The archaeology of the recent or contemporary past has grown fast during the last decade. This development has been concurrent with a broader popular, artistic and scholarly interest in modern ruins in general. Ruin Memories explores how the ruins of modernity are conceived and assigned cultural value in contemporary academic and public discourses, reassesses the cultural and historical value of modern ruins and suggests possible means for reaffirming their cultural and historic significance. Crucial for this reassessment is a concern with decay and ruination, and with the role things play in expressing the neglected, unsuccessful and ineffable. Abandonment and ruination is usually understood negatively through the tropes of loss and deprivation; things are degraded and humiliated while the information, knowledge and memory embedded in them become lost along the way. Without even ignoring its many negative and traumatizing aspects, a main question addressed in this book is whether ruination also can be seen as an act of disclosure. If ruination disturbs the routinized and ready-to-hand, to what extent can it also be seen as a recovery of memory as exposing meanings and presences that perhaps are only possible to grasp at second hand when no longer immersed in their withdrawn and useful reality?
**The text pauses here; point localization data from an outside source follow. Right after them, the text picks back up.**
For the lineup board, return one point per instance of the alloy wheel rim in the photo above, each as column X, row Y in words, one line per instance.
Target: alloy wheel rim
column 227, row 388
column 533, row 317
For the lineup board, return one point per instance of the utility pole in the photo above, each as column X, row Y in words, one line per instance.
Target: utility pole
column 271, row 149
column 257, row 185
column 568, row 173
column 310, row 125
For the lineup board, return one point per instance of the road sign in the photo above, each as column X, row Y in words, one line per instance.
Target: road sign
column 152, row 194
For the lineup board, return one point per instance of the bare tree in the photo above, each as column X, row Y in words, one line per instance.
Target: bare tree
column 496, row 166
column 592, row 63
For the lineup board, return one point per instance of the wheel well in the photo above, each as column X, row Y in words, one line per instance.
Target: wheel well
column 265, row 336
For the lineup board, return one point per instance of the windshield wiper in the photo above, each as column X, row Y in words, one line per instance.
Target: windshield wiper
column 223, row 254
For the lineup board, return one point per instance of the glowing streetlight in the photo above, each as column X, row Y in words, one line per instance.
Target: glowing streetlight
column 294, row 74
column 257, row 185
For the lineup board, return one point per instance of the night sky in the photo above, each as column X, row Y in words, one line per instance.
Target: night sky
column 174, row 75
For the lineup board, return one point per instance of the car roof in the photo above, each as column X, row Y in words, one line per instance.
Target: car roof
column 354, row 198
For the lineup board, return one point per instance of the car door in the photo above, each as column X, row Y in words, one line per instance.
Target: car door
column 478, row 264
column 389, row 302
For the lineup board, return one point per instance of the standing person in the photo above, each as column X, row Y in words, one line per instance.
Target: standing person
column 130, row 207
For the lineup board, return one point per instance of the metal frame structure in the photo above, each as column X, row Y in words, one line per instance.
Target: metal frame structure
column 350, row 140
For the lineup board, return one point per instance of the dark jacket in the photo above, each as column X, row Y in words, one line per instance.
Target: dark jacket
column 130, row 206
Anybody interested in the archaeology of the contemporary past will find Ruin Memories an essential guide to the very latest theoretical research in this emerging field of archaeological thought.
About the Author: Bjørnar Olsen is Professor of Archaeology at the Department of Archaeology and Social Anthropology, University of Tromsø, Norway. His research interests include Sámi culture, contemporary archaeology, material culture, and thing theory. His latest books are In Defense of Things: Archaeology and the Ontology of Objects (2010), Persistent Memories: Pyramiden - a Soviet mining town in the High Arctic (2010, with E. Andreassen and H. Bjerck), and Archaeology: The Discipline of Things (2012, with M. Shanks, T. Webmoor and C. Witmore).He is director of the Ruin Memories project.
þóra Pétursdóttir defended her doctoral thesis in archaeology, with the title Concrete Matters: towards an archaeology of things, at the University of Tromsø, Norway, in November 2013. Her main research interests lie in archaeological theory and practice, thing theory and archaeology of the recent past and present.